Saat itu Sunan Ngudung sudah punya putra
laki-laki yang bernama Ja’far Shodiq.
Dia adalah remaja yang cekatan, cedas menguasai Ilmu-ilmu
Keislaman seperti ayahnya dan memiliki bakat memimpin. Oleh ayahnya sudah
sering diberi tugas untuk memobilisasi rakyat guna kepentingan bela negara
maupun operasi militer. Dalam penaklukan Tuban dan Kediri, Sunan Ngudung memohon
kepada Sultan Trenggono agar remaja yang
berbakat itu dijadikan wakilnya. Dan Sultan pun menyetujuinya.
Dalam waktu
singkat Ja’far Shodiq telah berhasil membentuk satuan-satuan tempur yang
terdiri dari para santri yang siap untuk
berjihad. Setelah segala persiapan siap, Sunan Ngudung membawa pasukannya ke
arah timur. Sebagai sasaran antara yang diserang lebih dulu adalah
Juwana dan pantai utara Jawa Timur sampai Tuban.
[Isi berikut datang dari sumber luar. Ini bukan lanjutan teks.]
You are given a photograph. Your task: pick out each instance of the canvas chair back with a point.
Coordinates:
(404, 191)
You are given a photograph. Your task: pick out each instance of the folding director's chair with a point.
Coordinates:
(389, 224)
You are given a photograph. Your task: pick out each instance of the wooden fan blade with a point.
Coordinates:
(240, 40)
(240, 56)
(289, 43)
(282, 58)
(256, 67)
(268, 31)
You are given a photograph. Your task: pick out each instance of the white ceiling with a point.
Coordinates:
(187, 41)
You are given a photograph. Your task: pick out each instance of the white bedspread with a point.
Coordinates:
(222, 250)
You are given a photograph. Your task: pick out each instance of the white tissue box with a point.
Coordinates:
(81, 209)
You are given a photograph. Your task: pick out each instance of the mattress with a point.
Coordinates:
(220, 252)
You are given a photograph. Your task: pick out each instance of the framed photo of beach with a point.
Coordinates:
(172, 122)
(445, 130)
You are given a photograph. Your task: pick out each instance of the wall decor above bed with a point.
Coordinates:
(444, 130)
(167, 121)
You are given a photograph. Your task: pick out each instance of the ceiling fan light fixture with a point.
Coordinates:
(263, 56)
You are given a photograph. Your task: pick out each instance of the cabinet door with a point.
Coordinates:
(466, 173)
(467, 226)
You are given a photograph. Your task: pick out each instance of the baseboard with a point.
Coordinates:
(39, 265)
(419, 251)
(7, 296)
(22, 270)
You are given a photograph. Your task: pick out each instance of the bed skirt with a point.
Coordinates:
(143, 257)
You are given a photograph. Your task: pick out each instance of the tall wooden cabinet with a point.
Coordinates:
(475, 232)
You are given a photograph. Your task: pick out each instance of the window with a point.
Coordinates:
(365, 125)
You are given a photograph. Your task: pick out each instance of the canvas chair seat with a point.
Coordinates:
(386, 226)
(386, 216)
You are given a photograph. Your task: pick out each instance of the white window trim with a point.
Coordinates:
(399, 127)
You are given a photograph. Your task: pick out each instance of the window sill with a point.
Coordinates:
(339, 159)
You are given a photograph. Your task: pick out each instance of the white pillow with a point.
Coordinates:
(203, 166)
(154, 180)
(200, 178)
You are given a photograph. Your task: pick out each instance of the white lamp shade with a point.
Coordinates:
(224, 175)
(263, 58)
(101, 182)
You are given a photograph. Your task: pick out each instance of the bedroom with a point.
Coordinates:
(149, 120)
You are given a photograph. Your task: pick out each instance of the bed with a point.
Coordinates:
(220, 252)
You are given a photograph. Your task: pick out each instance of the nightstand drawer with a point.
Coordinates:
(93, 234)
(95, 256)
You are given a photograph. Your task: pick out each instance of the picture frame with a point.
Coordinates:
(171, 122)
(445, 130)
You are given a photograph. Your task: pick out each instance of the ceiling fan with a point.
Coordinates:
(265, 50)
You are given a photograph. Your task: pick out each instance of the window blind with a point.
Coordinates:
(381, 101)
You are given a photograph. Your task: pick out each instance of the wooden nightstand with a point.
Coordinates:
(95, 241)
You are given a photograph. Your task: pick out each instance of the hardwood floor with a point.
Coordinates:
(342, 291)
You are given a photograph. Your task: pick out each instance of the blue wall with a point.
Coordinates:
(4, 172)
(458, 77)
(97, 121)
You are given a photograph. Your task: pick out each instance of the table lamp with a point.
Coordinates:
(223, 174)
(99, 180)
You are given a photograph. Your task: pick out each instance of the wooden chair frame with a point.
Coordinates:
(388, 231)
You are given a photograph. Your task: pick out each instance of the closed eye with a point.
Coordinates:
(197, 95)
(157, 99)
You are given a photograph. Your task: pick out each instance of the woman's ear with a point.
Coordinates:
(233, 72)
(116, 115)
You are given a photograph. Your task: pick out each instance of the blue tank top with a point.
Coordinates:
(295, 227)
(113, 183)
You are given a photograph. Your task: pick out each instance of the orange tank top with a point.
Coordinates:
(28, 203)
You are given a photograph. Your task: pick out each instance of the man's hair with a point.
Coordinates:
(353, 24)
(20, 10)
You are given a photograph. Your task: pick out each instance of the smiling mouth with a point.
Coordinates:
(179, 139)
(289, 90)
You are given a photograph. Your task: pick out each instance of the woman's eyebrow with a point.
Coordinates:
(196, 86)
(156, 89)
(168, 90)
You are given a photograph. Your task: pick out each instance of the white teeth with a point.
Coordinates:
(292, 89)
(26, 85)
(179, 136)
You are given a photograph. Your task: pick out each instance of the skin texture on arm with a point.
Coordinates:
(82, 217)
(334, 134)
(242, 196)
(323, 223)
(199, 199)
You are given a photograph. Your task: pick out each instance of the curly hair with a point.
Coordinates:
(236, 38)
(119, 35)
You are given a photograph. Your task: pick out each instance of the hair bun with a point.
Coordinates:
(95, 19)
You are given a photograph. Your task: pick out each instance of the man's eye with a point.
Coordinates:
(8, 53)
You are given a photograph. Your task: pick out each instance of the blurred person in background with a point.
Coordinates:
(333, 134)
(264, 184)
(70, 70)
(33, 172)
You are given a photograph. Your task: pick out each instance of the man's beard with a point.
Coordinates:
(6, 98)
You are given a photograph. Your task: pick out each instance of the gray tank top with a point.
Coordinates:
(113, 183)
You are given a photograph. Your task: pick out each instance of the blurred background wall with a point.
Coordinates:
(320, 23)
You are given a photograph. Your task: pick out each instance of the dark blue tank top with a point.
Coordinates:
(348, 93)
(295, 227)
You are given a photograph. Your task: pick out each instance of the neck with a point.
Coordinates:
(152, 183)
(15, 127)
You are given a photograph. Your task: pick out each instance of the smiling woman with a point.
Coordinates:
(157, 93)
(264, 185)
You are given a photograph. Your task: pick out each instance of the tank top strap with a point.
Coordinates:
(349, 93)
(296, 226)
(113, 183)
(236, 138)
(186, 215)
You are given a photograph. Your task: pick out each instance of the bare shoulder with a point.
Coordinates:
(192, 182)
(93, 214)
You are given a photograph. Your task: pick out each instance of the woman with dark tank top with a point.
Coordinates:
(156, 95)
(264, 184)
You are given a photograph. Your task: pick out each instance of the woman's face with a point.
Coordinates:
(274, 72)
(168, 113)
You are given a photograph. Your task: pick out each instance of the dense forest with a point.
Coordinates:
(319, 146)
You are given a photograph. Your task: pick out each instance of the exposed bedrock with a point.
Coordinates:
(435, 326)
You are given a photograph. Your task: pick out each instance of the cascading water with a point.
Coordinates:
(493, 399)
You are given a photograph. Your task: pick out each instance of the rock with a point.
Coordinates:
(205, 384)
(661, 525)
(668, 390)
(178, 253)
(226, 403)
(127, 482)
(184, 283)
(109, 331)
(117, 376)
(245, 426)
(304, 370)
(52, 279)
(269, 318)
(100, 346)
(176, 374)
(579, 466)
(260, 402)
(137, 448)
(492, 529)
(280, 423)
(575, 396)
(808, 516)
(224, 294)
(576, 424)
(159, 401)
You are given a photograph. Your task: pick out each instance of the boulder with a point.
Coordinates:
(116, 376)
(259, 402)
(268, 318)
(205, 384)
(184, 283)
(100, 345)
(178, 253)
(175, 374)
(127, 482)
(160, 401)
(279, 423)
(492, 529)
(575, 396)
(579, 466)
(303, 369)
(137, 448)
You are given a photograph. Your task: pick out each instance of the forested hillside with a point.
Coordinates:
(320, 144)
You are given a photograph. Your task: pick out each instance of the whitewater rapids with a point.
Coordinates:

Dalam waktu singkat, dengan mudah Juwana dan
Tuban jatuh. Pasukan Demak segera bergerak melanjutkan penyerangan ke arah selatan menuju Kediri, pusat Kerajaan.
Patih
Umdara di Kediri rupanya sudah mendengar jatuhnya Tuban dan Juwana ke tangan Demak. Ia segera mempersiapkan pasukannya dan bergerak
ke luar kota untuk menghadang tentara Demak. Dalam usaha mempertahankan Kediri,
Patih Umdara dibantu oleh dua perwira andalannya, yakni Adipati Terung II dan Pangeran Handayaningrat. Bahkan Adipati Klungkung
dari Bali ikut berpartisipasi
berjuang mempertahankan Kerajaan
Hindu Kediri.
Maka bertemulah
kedua pasukan itu di tepi Sungai Sedayu. Pertempuran hebat antara kedua pihak tak
dapat dihindarkan lagi. Adipati Pengging
Handayaningrat gugur dalam pertempuran. Besar
kemungkinan Ja’far Shodiqlah yang berhasil menewaskan Adipati Pengging itu. Hal ini membuat
pasukan Demak semakin bersemangat. Sunan Ngudung yang ikut langsung terjun
dalam pertempuran berhadapan dengan Adipati Terung II.
Dalam
pertempuran itu, Sunan Ngudung agaknya ragu-ragu untuk membunuh Adipati Terung.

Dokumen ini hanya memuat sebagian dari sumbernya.